Deputy Prime Minister and Minister for Infrastructure and Transport Michael McCormack, I just will not say those words,” Mr O’Brien said.
“You see 20 years ago I was one of the first responders to what ended up being a triple fatality on the Cooroy bypass. When I arrived at the scene with my partner, it was obvious that two of the people had died instantly from catastrophic injuries and the third was expiring very fast. The head-on collision happened on a stretch of road that was relatively straight, with plenty of run-off on the road edges and nothing to obstruct a drivers vision.
“Back then it was a fairly new bypass. To the average motorist it looked like a great piece of highway, to me it looked like what it was; a straight piece of bitumen that saw heavy motor vehicles approaching each other at a closing speed of 200 km/h, only to miss each other by feet, tens of thousands of times a day.
“A road by its appearance gave people (such) a false sense of … confidence that it was a death trap. One lane north and one lane south with no dividing barrier.
“That section of highway is now dual lanes both north and south with a concrete dividing barrier, and as far as I’m aware fatality free since its upgrade.
“80km north and 20 years on from that terrible night when lives were cut short and families destroyed, the government is announcing the construction of a brand-new 8km greenfield piece of Bruce Highway to bypass the beautiful little town of Tiaro.
“You’ll understand my dismay and disappointment at the plan to build a road much the same as that killer stretch of highway that bypassed Cooroy all those years ago.
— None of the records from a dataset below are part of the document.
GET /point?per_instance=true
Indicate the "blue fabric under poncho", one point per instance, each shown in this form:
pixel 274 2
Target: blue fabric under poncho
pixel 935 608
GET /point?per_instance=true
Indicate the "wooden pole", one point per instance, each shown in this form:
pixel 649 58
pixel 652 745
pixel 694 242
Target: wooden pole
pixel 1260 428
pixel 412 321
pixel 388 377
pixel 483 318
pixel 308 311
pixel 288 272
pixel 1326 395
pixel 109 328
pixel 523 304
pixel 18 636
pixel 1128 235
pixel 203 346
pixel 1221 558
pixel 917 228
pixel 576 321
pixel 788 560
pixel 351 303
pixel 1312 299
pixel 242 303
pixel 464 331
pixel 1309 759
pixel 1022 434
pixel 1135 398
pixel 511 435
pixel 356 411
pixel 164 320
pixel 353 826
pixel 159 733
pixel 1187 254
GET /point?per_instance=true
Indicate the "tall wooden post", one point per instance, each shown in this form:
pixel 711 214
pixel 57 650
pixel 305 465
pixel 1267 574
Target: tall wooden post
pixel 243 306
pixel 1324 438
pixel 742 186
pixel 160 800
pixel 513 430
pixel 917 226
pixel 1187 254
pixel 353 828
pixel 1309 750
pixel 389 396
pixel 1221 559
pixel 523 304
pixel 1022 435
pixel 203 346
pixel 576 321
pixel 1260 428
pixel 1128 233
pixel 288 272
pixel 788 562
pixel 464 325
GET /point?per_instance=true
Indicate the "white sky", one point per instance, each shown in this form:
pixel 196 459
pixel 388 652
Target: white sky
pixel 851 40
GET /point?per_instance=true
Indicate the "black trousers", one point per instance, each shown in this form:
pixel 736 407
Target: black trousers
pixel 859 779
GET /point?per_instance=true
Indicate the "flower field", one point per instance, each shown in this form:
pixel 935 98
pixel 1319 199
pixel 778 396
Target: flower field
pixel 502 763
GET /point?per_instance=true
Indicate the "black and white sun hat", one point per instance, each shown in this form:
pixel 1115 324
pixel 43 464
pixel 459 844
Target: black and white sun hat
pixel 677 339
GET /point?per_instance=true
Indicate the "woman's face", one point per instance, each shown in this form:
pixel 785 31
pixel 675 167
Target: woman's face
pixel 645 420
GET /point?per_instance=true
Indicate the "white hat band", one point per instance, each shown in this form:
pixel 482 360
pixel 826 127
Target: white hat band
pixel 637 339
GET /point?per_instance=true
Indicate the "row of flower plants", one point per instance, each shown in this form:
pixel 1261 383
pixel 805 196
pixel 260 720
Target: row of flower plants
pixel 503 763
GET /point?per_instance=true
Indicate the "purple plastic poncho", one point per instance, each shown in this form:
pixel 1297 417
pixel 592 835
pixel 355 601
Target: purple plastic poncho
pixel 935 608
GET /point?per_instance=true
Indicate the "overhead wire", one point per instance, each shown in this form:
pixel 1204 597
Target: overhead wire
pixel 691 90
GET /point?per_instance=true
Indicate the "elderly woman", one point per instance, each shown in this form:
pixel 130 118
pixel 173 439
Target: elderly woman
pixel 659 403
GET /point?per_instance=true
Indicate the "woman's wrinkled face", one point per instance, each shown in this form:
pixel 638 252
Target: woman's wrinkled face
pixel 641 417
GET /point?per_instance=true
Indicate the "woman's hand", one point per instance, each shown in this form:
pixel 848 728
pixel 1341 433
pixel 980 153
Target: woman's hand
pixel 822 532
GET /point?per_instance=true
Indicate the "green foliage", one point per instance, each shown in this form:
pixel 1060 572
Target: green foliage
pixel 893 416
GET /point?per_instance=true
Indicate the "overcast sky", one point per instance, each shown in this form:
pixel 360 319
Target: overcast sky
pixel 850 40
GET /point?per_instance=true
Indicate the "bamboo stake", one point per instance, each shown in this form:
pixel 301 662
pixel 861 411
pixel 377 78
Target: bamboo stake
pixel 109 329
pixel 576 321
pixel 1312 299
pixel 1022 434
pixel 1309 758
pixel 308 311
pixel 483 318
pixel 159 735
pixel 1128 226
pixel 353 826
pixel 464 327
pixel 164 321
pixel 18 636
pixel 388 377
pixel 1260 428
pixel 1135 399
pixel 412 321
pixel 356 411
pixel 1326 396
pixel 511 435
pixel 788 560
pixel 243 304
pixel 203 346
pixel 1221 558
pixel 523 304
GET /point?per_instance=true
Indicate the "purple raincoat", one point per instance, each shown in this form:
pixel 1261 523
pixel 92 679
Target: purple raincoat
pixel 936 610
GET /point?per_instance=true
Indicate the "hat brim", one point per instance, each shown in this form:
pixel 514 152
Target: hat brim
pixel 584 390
“One lane north and one lane south with no dividing barrier.
“So, Minister Bailey and Deputy Prime Minister McCormack, I won’t call this current proposal a safety upgrade. I will call it what it is because that’s what the people of Wide Bay need me to do. I didn’t do my apprenticeship in the tragedy of life, like so many other emergency service workers, just to go with the flow and recite the political spin when its not true.
“What I will be doing is fighting to get this road upgraded to the standard we see on the Cooroy to Curra upgraded section of Bruce Highway. A minimum of four lanes with a dividing barrier. The standard that any new section of our National Highway should be built to, especially when it’s only 200km from Brisbane in 2020.
“And whilst I might not succeed in getting the necessary upgrade to this plan that I believe will save lives, I will be able to say I did the right thing and fought my hardest for the road users and families of Wide Bay and Queensland.
“So whilst they might cut me out of the joint press release, they are seriously underestimating my motivation if they think they’ll cut me out of the fight to improve road safety.”